I’m not particularly into the kind of science fiction the story within the story within the story (the one actually featuring a blind assassin!) falls into, but as the novel continued I did begin to enjoy the relationship between the man and woman, especially as it begins to parallel the sisters’ lives more and more. I loved Iris as an old lady – she has some particularly excellent crazy elderly lines, but it was the hindsight and melancholic nostalgia that really won me over. And the tales of high society reminded me very much of the Ford Madox Ford novel I read recently.

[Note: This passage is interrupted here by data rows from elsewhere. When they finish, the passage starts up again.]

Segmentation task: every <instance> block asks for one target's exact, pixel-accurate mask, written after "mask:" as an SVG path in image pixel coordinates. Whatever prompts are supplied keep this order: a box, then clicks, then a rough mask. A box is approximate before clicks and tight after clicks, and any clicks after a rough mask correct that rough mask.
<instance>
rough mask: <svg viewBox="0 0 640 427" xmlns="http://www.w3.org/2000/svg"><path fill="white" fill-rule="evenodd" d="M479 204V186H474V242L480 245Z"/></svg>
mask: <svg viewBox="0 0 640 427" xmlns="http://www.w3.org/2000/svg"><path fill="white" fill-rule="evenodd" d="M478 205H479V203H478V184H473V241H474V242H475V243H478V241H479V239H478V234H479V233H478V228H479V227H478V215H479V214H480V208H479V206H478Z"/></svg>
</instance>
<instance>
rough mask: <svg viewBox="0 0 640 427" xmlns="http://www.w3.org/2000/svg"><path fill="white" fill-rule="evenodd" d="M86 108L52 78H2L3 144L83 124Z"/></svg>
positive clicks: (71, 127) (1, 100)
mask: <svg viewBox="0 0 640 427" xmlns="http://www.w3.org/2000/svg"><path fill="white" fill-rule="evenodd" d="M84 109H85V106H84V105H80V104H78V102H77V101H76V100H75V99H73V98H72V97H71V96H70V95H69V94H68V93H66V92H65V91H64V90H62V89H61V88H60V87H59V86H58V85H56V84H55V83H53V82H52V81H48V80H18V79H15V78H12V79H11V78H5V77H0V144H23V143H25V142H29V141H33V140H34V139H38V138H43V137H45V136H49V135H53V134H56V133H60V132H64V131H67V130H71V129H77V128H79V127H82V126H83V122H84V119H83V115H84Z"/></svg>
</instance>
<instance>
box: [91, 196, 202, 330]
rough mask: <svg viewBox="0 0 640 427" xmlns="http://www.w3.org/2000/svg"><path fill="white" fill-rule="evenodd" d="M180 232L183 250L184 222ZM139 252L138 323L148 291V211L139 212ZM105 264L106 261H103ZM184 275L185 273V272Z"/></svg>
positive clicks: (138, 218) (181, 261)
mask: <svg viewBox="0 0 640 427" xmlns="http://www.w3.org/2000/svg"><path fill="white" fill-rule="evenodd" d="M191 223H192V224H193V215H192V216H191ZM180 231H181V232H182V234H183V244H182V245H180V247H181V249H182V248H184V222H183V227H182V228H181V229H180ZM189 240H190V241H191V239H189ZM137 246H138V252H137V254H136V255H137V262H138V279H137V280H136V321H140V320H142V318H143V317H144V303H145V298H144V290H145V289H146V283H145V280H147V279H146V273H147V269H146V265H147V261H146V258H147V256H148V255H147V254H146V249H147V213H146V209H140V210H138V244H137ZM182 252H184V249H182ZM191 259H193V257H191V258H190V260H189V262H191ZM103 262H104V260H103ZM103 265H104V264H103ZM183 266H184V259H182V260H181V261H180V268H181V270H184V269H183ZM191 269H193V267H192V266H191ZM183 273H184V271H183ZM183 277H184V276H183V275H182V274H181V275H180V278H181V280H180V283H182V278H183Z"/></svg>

Atwood manipulates this story perfectly – there really is no other book with such beautiful and touching depths.

The Blind Assassin Quotes

“I became conscious of my heart, and of dizziness. Also of breathlessness, as if I were in over my head. But over my head in what? Not water; something thicker. Time: old cold time, old sorrow, settling down in layers like silt in a pond.”

“Beginnings are sudden, but also insidious. They creep up on you sideways, they keep to the shadows, they lurk unrecognised. Then, later, they spring.”

“The only way you can write the truth is to assume that what you set down will never be read. Not by any other person, and not even by yourself at some later date. Otherwise you begin excusing yourself. You must see the writing as emerging like a long scroll of ink from the index finger of your right hand; you must see your left hand erasing it.”